She smiled back at me. ‘If you need anything — money, hired assassins, horses — write to me. Send a messenger.’
‘You are very kind,
signora
.’
‘Nonsense.’
‘Do you actually know any hired assassins?’
Her smile grew even wider. ‘I am Venetian. I would find one somewhere, if you needed such a man.’
‘That’s encouraging,’ I said. ‘I think.’
‘If you cannot find your master, do not linger,’ she said softly. ‘Come back. I will keep his manuscript safe until you return.’
I didn’t want to go. If I hadn’t made so much fuss, cut my hair and donned my boy’s clothes, I might have gone back to the Ghetto, climbed up the stairs to my little room and gone to sleep. Every rational part of me was shouting that I should do just that. But, instead, I hooked my cloak over one arm, nodded to Signora Contarini, and swept out the door as theatrically as I could.

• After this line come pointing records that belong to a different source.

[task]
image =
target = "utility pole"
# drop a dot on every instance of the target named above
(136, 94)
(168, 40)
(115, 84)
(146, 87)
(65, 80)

I tripped over my boots twice as I clambered down the narrow stairs. Nobody saw me.
Willem was standing outside with the new horses, a bridle in each hand. He handed me the reins.
‘Hello, Innocent,’ I said. ‘You’re a lovely thing.’
‘I thought the last horse was Innocent?’
‘They all are,’ I said. ‘It’s easier to remember.’
Willem and Innocent both snorted.
‘Hurry up,’ Willem grumbled. ‘They’ll be in the New World by now.’
I glanced up. Signora Contarini stood with her forehead pressed against the windowpane, one hand flat against the thick glass in farewell.
‘Changed your mind?’ asked Willem.
‘Of course not,’ I said, threw myself into the saddle and headed the horse along the alleyway, over a tiny stone bridge, and towards the city gates.
Outside the walls, Willem slapped at his horse’s flanks like a coachman. He surged ahead, vanishing into the darkness. All he left behind was a shout: ‘Come on, Isabella. We’ll catch them by breakfast time.’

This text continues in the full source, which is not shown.